You can google hundreds of discussions on this on the www, example https://stackoverflow.com/a/63572837/294884
Note that there are many, many variations on this, and many problems too. In some cases you start from "just inside" your normal (ie go backwards a little); sometimes it's better to start from the middle of the object (if such a thing is knowable); sometimes there are issues about how the ray casting system works in edge cases (like "right on" the surface, which is what your vertex is)
the first solution seems to me to be the right one
It may be. Sometimes it is useless. It depends on the nature of your shapes.
I wanted to avoid having to do raycast ..
Can assure you - you will have to constantly raycast during any construction process! If you wish to "avoid" casting, set the idea aside. You will be casting until you are sick of it :)
I wanted to avoid having to do raycast to limit the generation time
The good news is this is totally incorrect. Casting is extremely trivial and a very minor burden compared to everything going on in a 3D scene. When you play any 3D scene, casts are being made 100s and 1000s of times each frame.
but if I have two buildings that are close to each other, the ray will find the wall but from the second building so I couldn't determine the normal is "inside" or "outside", right?
TBC in the simple system I described. You would certainly ONLY cast against that same building that you are working on! So that's the way to go.
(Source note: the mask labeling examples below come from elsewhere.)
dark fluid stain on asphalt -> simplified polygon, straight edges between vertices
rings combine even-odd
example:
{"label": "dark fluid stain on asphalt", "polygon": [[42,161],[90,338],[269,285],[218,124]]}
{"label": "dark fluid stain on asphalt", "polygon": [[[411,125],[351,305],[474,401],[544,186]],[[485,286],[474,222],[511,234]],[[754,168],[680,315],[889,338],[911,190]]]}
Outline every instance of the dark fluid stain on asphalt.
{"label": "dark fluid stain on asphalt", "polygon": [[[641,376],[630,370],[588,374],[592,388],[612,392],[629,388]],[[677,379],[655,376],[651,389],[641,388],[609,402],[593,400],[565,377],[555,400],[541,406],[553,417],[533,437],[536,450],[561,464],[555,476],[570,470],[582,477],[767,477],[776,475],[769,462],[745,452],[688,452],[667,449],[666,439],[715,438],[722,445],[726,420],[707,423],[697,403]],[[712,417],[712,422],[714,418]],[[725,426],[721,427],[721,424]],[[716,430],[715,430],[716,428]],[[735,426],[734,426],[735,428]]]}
But indeed, unrelated to what you're asking about. Say you're in a "city". You can indeed cast through "all walls" and the parity (ie: odd or even) will let you know if you are indoors or out. This has problems though, relating to edges, corners etc. But in some case it is relevant to that problem.
As mentioned on this answer https://stackoverflow.com/a/63593282/294884 ultimately you can investigate convex hulls and more. It's a big topic!
Note that often when you build dynamic buildings/shapes, you havce a data structure of each "wall" and indeed it knows which side is in and which side out. When you do that first, it's then easy to draw the triangles the correct way. It's a big topic!